Improve performance with caching
Caching is mainly used to improve query performance by storing bloom filters of all backend blocks which are accessed on every query.
Tempo uses an external cache to improve query performance. The supported implementations are Memcached and Redis.
Memcached
Memcached is one of the cache implementations supported by Tempo. It is used by default in the Tanka and Helm examples, see Deploying Tempo.
Connection limit
As a cluster grows in size, the number of instances of Tempo connecting to the cache servers also increases. By default, Memcached has a connection limit of 1024. If this limit is surpassed new connections are refused. This is resolved by increasing the connection limit of Memcached.
These errors can be observed using the tempo_memcache_request_duration_seconds_count
metric.
For example, by using the following query:
sum by (status_code) (
rate(tempo_memcache_request_duration_seconds_count{}[$__rate_interval])
)
This metric is also shown in the monitoring dashboards (the left panel):
Note that the already open connections continue to function, just new connections are refused.

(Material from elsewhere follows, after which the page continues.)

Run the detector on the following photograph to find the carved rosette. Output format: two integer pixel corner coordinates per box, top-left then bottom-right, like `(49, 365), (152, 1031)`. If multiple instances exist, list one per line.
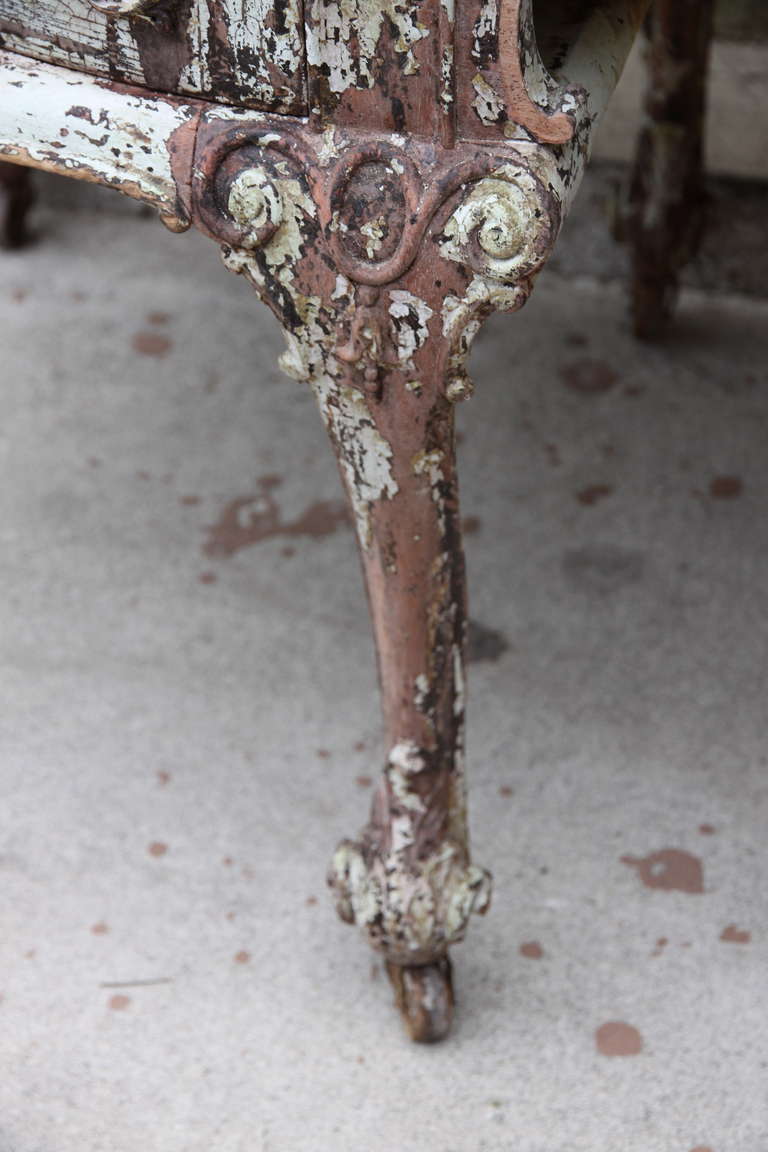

Additionally, Memcached will log the following errors when it can’t accept any new requests:
accept4(): No file descriptors available
Too many open connections
accept4(): No file descriptors available
Too many open connections
When using the memcached_exporter, the number of open connections can be observed at memcached_current_connections
.
Cache size control
Tempo querier accesses bloom filters of all blocks while searching for a trace. This essentially mandates the size of cache to be at-least the total size of the bloom filters (the working set) . However, in larger deployments, the working set might be larger than the desired size of cache. When that happens, eviction rates on the cache grow high, and hit rate drop. Not nice!
Tempo provides two config parameters in order to filter down on the items stored in cache.
# Min compaction level of block to qualify for caching bloom filter
# Example: "cache_min_compaction_level: 2"
[cache_min_compaction_level: <int>]
# Max block age to qualify for caching bloom filter
# Example: "cache_max_block_age: 48h"
[cache_max_block_age: <duration>]
Using a combination of these config options, we can narrow down on which bloom filters are cached, thereby reducing our cache eviction rate, and increasing our cache hit rate. Nice!
In order to decide the values of these config parameters, you can use a cache summary command in the tempo-cli that prints a summary of bloom filter shards per day and per compaction level. The result looks something like this:
The above image shows the bloom filter shards over 14 days and 6 compaction levels. This can be used to decide the above configuration parameters.